Bazı kanunlar değiştirildi
Komitenin Kadınlara Karşı Ayrımcılığın Ortadan Kaldırılması için Demokratik İttifak'ın kurulması için çalıştığını vurgulayan Aida Nasrallah, “Demokratik Meclis'te, özellikle işyerinde eşit haklar ve Sosyal Güvenlik Kanunu bağlamında kadınlara karşı birçok haksız kanun değiştirildi. Kadınların hastanelere ve sağlık hizmetine erişmeleri ve bu anlamda tazminat hakları konularında da çalışmalarımız oldu. Elbette başaramadığımız şeyler var ama diğer kadın örgütleriyle çalışmalarımızı sürdürüyoruz” sözlerine yer verdi.
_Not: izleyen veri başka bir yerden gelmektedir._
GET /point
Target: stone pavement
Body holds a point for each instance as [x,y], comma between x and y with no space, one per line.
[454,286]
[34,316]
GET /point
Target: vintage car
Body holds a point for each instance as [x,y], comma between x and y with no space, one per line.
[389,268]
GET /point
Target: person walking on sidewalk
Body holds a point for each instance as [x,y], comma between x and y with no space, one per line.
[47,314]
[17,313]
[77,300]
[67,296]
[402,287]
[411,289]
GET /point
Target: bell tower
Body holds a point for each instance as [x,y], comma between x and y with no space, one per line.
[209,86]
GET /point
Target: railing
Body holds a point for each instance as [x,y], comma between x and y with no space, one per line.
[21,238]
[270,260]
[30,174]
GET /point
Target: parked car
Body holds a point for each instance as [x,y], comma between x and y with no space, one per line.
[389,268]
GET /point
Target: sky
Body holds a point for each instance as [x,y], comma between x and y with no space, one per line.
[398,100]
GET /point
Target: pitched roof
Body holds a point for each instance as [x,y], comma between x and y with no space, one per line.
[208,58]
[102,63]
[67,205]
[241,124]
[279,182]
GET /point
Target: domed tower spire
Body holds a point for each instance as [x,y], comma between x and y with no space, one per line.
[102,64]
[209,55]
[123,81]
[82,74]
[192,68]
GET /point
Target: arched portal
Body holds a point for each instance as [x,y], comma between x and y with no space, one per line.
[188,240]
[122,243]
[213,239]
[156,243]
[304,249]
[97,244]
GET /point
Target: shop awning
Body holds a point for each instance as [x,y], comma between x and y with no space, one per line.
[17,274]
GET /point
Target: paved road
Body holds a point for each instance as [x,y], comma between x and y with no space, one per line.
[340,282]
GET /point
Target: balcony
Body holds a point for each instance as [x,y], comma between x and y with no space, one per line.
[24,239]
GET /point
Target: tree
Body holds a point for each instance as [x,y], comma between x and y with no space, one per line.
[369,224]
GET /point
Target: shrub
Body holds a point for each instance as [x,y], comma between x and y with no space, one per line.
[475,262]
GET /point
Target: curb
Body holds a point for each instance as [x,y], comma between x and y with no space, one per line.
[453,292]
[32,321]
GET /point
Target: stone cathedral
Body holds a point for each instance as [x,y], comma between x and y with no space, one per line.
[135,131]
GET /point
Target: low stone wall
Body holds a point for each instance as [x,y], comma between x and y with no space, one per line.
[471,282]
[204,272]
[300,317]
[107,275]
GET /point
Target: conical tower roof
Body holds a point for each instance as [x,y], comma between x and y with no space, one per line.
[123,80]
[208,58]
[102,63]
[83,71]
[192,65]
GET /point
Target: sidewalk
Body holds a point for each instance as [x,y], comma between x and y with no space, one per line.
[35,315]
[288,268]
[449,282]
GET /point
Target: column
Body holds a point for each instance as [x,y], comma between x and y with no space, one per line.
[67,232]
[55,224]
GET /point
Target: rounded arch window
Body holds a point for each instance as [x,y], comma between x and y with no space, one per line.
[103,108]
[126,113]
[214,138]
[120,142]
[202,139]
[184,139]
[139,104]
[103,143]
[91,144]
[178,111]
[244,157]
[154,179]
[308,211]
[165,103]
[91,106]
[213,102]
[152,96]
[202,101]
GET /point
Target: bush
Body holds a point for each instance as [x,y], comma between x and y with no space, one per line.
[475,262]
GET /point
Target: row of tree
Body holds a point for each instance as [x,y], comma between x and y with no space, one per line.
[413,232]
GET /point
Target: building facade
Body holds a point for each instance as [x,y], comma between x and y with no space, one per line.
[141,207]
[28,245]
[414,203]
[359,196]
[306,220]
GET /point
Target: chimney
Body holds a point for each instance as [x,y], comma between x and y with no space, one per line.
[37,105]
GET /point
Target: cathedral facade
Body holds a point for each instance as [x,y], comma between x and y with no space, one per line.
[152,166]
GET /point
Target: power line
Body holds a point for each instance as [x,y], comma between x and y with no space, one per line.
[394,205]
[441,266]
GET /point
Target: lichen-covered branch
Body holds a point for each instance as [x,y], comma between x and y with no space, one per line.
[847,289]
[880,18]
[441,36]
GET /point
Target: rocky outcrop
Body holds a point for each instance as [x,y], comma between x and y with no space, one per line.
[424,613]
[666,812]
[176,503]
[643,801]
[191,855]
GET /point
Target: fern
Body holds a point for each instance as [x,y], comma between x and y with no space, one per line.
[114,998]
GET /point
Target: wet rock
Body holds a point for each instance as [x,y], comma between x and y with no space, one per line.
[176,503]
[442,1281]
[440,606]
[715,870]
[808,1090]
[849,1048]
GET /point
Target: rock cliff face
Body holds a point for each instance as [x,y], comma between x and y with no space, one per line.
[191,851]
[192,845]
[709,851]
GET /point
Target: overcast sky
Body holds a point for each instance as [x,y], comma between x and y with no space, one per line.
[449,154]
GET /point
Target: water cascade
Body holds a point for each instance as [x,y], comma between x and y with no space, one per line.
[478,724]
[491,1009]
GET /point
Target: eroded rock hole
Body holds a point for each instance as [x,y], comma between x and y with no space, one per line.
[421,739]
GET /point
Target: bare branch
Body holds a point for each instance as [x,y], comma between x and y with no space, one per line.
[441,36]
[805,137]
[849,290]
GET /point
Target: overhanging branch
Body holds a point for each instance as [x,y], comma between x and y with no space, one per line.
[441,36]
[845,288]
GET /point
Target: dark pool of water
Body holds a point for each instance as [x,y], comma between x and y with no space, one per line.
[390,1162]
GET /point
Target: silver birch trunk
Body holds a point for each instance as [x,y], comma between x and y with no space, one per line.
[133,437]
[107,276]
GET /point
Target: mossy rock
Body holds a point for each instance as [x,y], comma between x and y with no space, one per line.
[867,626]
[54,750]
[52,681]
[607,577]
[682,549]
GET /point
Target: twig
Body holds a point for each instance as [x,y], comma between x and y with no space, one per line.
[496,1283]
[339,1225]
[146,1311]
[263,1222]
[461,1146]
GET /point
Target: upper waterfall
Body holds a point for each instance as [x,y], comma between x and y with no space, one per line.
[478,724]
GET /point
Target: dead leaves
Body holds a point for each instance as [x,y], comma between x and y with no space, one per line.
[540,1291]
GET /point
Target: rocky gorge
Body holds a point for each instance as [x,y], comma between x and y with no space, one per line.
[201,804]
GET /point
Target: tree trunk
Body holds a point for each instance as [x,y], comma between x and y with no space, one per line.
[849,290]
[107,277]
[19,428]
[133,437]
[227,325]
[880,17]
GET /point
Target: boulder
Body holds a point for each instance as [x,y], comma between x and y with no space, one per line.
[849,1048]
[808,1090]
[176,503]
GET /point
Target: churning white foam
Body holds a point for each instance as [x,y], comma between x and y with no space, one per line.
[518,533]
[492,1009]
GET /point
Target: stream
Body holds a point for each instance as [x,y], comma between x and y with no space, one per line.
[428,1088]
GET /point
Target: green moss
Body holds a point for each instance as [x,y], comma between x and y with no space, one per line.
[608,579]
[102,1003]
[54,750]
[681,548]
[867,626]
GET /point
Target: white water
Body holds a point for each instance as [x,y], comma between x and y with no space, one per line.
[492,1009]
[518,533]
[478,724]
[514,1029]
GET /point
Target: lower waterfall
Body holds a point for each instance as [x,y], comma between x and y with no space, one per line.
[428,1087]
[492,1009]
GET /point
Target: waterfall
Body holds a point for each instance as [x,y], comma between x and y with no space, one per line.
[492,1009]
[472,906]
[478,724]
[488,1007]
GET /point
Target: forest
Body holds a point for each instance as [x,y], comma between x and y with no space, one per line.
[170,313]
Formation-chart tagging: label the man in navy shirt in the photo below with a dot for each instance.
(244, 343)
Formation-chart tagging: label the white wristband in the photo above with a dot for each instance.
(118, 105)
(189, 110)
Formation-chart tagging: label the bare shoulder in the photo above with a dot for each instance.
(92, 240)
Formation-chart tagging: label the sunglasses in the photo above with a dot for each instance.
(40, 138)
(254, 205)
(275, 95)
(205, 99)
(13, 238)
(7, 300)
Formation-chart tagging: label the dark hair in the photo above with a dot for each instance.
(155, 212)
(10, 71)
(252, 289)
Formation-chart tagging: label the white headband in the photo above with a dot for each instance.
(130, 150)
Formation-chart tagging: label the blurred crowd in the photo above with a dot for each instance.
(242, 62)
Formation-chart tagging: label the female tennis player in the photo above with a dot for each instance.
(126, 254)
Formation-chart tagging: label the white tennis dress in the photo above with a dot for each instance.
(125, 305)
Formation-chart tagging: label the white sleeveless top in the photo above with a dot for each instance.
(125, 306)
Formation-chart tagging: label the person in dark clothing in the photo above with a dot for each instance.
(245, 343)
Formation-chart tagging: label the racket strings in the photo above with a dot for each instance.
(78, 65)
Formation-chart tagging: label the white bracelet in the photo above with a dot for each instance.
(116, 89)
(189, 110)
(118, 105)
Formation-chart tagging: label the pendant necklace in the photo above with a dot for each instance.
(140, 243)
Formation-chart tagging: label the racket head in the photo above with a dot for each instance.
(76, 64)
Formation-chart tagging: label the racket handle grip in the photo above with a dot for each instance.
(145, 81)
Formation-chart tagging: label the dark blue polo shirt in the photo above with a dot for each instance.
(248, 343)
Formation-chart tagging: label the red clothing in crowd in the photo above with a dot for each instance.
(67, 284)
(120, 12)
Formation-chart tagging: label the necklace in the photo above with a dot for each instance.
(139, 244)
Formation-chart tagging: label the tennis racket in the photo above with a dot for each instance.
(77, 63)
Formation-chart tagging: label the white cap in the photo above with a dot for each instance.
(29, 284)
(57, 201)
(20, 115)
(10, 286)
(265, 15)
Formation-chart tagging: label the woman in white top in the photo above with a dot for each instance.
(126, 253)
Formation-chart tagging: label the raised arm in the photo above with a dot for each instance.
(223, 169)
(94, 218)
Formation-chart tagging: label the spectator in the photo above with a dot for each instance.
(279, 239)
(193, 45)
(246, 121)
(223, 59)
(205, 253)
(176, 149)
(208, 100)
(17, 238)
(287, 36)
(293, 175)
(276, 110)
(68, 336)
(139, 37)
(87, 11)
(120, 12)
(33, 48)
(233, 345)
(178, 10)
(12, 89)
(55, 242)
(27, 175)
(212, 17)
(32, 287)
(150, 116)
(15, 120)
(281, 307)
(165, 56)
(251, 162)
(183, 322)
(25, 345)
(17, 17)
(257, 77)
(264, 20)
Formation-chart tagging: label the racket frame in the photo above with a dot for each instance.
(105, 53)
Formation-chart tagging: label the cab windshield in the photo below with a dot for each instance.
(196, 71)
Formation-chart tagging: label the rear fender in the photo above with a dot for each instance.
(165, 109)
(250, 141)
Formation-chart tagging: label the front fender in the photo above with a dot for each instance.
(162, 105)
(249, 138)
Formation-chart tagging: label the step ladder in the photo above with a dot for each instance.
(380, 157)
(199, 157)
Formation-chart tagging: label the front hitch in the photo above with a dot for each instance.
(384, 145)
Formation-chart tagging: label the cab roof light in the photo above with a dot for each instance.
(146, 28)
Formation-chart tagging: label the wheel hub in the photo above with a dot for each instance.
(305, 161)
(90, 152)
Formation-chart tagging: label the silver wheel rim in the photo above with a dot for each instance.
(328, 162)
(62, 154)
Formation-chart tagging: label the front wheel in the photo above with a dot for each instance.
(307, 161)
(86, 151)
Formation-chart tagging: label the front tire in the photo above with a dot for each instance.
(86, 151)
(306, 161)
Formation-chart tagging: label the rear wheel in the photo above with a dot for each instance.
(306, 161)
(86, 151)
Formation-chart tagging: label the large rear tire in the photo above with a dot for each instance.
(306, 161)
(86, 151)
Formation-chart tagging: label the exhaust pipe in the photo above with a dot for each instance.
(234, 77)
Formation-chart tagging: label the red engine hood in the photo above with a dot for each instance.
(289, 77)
“Kadınların çoğu parlamentoya girdi”
Son yapılan parlamento seçimleriyle ilgili de konuşan Aida Nasrallah, “Parlamento seçimlerinde Lübnan'daki mezhepçi zihniyete ve mevcut yönetime meydan okumak için bir grup yeni parlamenter bir araya getirdi. Bu yıl Ekim ayında Lübnan'a gelmekten mutluluk duyduk. Bu kadınların çoğu parlamentoya girdi. Özellikle yasaların değiştirilmesi ve kadınların gelişimi alanındaki çalışmalarda yer almaları için onları kutluyoruz” diyerek konuşmasını sonlandırdı.